How do you find the Jill Stuart brand?


----------



## geeko (May 23, 2007)

the 4 compacts with the mirrors are blush by this japanese brand called gransenbon. If u are a fan of shimmers, u will love these blushers.

I just tried the Jill Stuart e/s palette. It's good. It's shimmery but it doesn't compromise on the pigmentation of the eyeshadows. I found out about the Jill Stuart brand from another beauty forum. The girls were saying that this brand is exclusive to Japan and can be found in their major departmental stores such as Daimaru, Takashimaya.


----------



## maxipoodle1 (May 24, 2007)

I love the blushes and the little babysmall brush its soo cute!!


----------



## urbanlilyfairy (May 24, 2007)

This Jill stuart stuff is so gourgeous ... found it on a site that ships to us .. http://www.bobodave.com/ anyone ever shopped fromt here ? 
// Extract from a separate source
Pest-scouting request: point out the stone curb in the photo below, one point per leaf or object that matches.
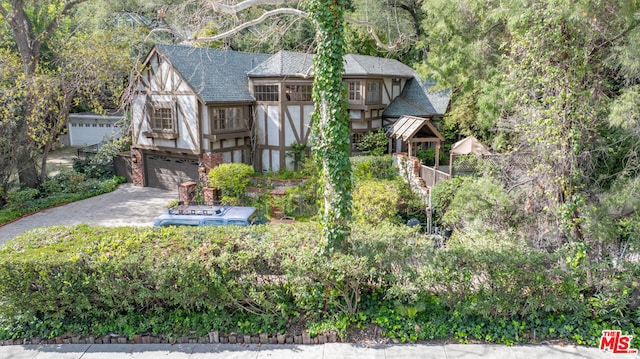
(214, 337)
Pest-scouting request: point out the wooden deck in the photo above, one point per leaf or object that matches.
(431, 176)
http://www.jillstuart-beauty.com/menu.html japan site 

















I want it all !!! Such a great hauuuuul


----------



## shemainrainman (May 25, 2007)

The Jill Stuart blush is so pretty. 
is the jar glass or plastic?


----------



## soanxious (May 25, 2007)

awesome haul! that blush is beautiful!


----------



## triccc (May 25, 2007)

what is the purple compact?


----------



## geeko (May 27, 2007)

it comes in a plastic jar shaped as above. hths

the white color powder is a shimmery finishing powder which can be used as a face highlighter


----------



## n_c (May 27, 2007)

wow everything looks so pretty...me wants


----------



## Artemis (May 28, 2007)

The japanese make up is nice. I want to get some japanese foundation. Since all the foundations that I have make me mad. Nice haul!


----------